A validator operates the software and infrastructure that keeps a Proof of Stake network running: watching for pending transactions, proposing new blocks when selected, and attesting to blocks proposed by others so the chain reaches agreement on a single, canonical history. Unlike a miner competing on raw computing power, a validator's influence is tied to the size of the stake it has locked up as a security bond.
Selection mechanisms vary by protocol. Some, like Ethereum, use a pseudo-random process weighted by effective balance, cycling validators through proposer and attester duties in fixed time slots grouped into epochs. Other chains use delegated models, where token holders vote their stake toward a smaller set of professional validator operators who run the actual nodes and share rewards back with delegators.
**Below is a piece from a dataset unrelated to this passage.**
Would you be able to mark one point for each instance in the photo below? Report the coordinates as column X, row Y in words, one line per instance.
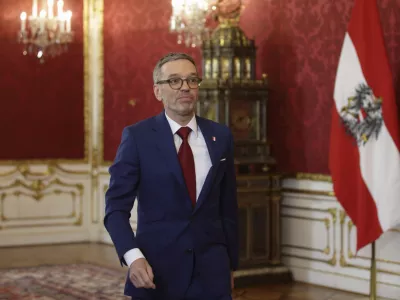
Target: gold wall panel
column 346, row 223
column 329, row 222
column 37, row 190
Running an independent validator usually means meeting a minimum stake (32 ETH on Ethereum, though a 2025 protocol upgrade raised the cap a single validator can consolidate to 2,048 ETH) plus reliable hardware and near-constant uptime. Holders without enough capital or technical know-how can still take part through staking pools or liquid staking services, which combine many smaller deposits into pooled validators.
Validators earn rewards for honest, timely participation but face slashing for provable misconduct such as signing two conflicting blocks, and smaller penalties for extended downtime. Because delegators share in a validator's penalties as well as its rewards, picking a reliable, well-run validator is a risk decision, not just a yield one.